Post by ericbarbour » Sun Jan 08, 2023 10:49 pm

Eight of them were dumped this week, including some well-known longtimers (Wordsmith, Tim Vickers, Steve Smith, and Laser brain):

https://en.wikipedia.org/wiki/Wikipedia ... riteria_1)

Which was followed by a long stupid squabble. Those nitwits really don't know what is going on, do they?

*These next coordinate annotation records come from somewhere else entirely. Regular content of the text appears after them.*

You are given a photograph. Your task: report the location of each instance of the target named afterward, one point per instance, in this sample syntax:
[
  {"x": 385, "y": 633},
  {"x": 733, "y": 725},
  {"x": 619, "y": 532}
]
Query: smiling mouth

This part was especially disgusting, because Laser brain was notorious for doing a LOT of paid editing for one "special customer":
Sorry to see Laser brain in this list, someone who really flew the “admins who write great content” flag. Ritchie333 (talk) (cont) 09:12, 2 January 2023 (UTC)
Also note the Signpost entry for January 1st.
As of December 30, the number of active administrators for the English-language Wikipedia stands at 497, the year's high point.
In a News and notes column of January this year, we touched on the "Administrator cadre continues to contract" issue. Since then, not much has changed and according to Signpost analysis, this is the first year in modern wikihistory that the number of active administrators never rose above 500. In 2022 the high point for active administrators was 497 compared to 521 in 2021. The low point was 449 on April 4 – compared to 434 in 2021.
During the entire year there were only fourteen new admins, the third lowest since adminship started in 2002. While not as bad as last year's low of seven, and better than the ten in 2018; fourteen a year would only maintain the current admin cadre if the average new admin lasted over thirty years as an admin. We will reiterate our statement from a 2019 special report, and say about all these data "Whether that is a problem, or how a problem would manifest, are questions still to be answered." – Bri
But in a comment below this, someone pointed out that in fact, NINETY-SEVEN admins were dumped in January 2023. Most under "criterion 2", meaning less than 100 edits over 60 months. This is a new policy, started only a few months ago. Chances are good someone will start shrieking about it, some of the dumped admins will demand their "bits" back, and eventually they might reverse the policy--but it might survive. Crazy bastards.

This is DIRE news. A substantial number of the tossed admins were longtime insiders. THE REST SHOULD BE PANICKING. But they're not.

Good evidence that Wikipedia has become so rotten and insane, they don't even notice that their "magical project" is declining. Yet the denial of any "problems" has reached new highs.